Überraschungserfolg für ein Kamel

Mit dem für einen Oscar nominierten Dokumentarfilm „Die Geschichte vom weinenden Kamel“ ist dem Italiener Luigi Falorni und der Mongolin Byambasuren Davaa von der Münchner Hochschule für Fernsehen und Film (HFF) ein Überraschungserfolg gelungen. Das Drama, Falornis Abschlußfilm an der HFF, läuft auch ein Jahr nach dem deutschen Kinostart noch in zahlreichen Kinos. Bislang sahen nach Verleihangaben rund 303.000 Kinobesucher die Geschichte um eine Kamelmutter und ihr Junges in der Wüste Gobi.

Die Mutter verstößt ihr Kalb nach der Geburt, doch ohne die nahrhafte Muttermilch ist das Jungtier dem Tod geweiht. In ihrer Not erinnern sich die Hirtennomaden an ein uraltes Ritual: Ein Musiker soll mit den magischen Klängen seiner Geige die Kamelmutter zum Weinen bringen und so ihr Herz erweichen. Am Ende geschieht das Wunder: Die Kamelmutter bricht in Tränen aus, ihr Junges darf säugen und ist gerettet.

Mel Gibsons umstrittener Jesus-Film „Die Passion Christi“, der kürzlich vom amerikanischen Publikum zum beliebtesten Filmdrama gekürt wurde, erhielt drei Oscar-Nominierungen, für Kamera, Musik und Make-Up.
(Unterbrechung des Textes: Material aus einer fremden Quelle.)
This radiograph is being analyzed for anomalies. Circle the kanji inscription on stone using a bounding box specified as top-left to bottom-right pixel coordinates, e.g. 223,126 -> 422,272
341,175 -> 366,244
Einige Trophäen-Empfänger stehen schon vorab fest. Regisseur Sidney Lumet wird den Ehren-Oscar für sein Lebenswerk erhalten. Der Technik-Oscar geht in diesem Jahr an den Bonner Horst Burbulla für seine Erfindung eines Teleskop-Kamera-Krans. Bei der Oscar-Show in der Nacht zum 28. Februar steht der Komödiant Chris Rock erstmals als Gastgeber auf der Bühne. Er wird den langjährigen Oscar-Moderator Billy Crystal ablösen.